Dans la culture populaire
La brigandine parait couramment comme l armure de soldats et de mercenaires dans les films, drames et jeux sur la fin du Moyen Age et la Renaissance. Les rangees regulieres de rivets sur sa surface sont visuellement distinctes, aussi est-elle dessinee avec un aspect qui la separe de l armure de plate, et dans les jeux elle sert souvent d armure de grade moyen entre la maille et la plate. Dans la fiction, toutefois, la brigandine est parfois depeinte comme une simple armure de cuir ou de tissu, manquant le fait essentiel que des plaques sont a l interieur, ou n est pas distinguee de l armure recouverte de tissu d Asie de l Est.
Anecdotes
- Le nom 'brigandine' vient de 'brigand', qui voulait alors dire un fantassin legerement arme ; le mot ne prit le sens de 'bandit' que plus tard.

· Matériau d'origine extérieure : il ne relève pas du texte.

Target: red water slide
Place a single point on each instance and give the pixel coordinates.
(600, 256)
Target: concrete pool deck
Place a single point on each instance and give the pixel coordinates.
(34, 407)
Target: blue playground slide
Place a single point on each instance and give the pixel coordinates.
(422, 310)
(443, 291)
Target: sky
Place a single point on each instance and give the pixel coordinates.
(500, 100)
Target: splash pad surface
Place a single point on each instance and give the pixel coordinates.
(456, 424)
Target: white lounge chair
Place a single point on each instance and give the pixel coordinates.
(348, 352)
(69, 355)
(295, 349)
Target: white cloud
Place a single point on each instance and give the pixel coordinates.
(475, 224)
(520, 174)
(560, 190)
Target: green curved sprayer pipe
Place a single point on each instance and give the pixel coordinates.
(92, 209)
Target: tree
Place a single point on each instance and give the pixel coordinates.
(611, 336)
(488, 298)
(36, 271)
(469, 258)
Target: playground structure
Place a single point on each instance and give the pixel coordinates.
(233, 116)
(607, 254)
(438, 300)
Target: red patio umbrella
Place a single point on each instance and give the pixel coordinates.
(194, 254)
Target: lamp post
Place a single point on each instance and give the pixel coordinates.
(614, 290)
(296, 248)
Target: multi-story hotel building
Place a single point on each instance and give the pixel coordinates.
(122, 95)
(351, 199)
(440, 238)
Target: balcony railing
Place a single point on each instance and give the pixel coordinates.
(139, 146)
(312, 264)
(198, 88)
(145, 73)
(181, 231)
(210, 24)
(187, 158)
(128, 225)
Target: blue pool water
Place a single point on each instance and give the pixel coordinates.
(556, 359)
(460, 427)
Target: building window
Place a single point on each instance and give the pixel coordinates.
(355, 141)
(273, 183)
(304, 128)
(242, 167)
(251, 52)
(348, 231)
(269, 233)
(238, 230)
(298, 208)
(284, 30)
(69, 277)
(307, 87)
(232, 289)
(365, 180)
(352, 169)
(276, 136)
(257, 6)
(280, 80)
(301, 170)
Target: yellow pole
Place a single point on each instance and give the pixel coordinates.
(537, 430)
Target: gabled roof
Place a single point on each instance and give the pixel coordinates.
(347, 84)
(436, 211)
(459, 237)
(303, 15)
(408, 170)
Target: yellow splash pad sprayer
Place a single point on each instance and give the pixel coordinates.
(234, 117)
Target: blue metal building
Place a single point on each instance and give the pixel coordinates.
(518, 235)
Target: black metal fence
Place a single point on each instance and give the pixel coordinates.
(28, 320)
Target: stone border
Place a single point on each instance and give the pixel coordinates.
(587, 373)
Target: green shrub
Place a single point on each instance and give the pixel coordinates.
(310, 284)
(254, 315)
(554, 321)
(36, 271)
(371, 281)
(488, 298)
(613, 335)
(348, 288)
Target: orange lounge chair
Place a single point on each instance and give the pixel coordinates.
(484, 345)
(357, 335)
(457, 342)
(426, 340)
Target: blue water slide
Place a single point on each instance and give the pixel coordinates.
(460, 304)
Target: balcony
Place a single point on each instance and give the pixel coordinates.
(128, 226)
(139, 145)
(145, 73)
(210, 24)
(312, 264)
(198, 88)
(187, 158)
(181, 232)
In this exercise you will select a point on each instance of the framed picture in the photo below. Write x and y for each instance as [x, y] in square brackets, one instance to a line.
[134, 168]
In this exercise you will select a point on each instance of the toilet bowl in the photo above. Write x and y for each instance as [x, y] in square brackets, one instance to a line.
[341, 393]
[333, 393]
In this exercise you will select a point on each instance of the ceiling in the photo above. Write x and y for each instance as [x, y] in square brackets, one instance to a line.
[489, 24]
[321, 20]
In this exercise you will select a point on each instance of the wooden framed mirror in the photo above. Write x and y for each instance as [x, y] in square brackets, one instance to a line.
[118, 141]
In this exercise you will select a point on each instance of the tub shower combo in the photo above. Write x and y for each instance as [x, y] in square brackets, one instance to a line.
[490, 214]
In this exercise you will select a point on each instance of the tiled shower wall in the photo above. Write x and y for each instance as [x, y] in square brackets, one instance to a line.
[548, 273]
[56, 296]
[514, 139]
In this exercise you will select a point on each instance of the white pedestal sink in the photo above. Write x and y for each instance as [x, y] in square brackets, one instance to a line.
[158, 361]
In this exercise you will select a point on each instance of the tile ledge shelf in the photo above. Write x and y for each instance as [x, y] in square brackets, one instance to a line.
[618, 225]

- La brigandine se developpa de la cotte de plates, qui employait de grandes plaques de fer, en une forme amelioree qui haussa a la fois la protection et la souplesse avec des plaques plus petites et plus denses.
- Cacher des plaques de metal dans le tissu par des rivets fut une solution atteinte separement par l Orient et l Occident, l armure recouverte de tissu (bumianjia) de la Chine des Ming et des Qing en etant la version est-asiatique.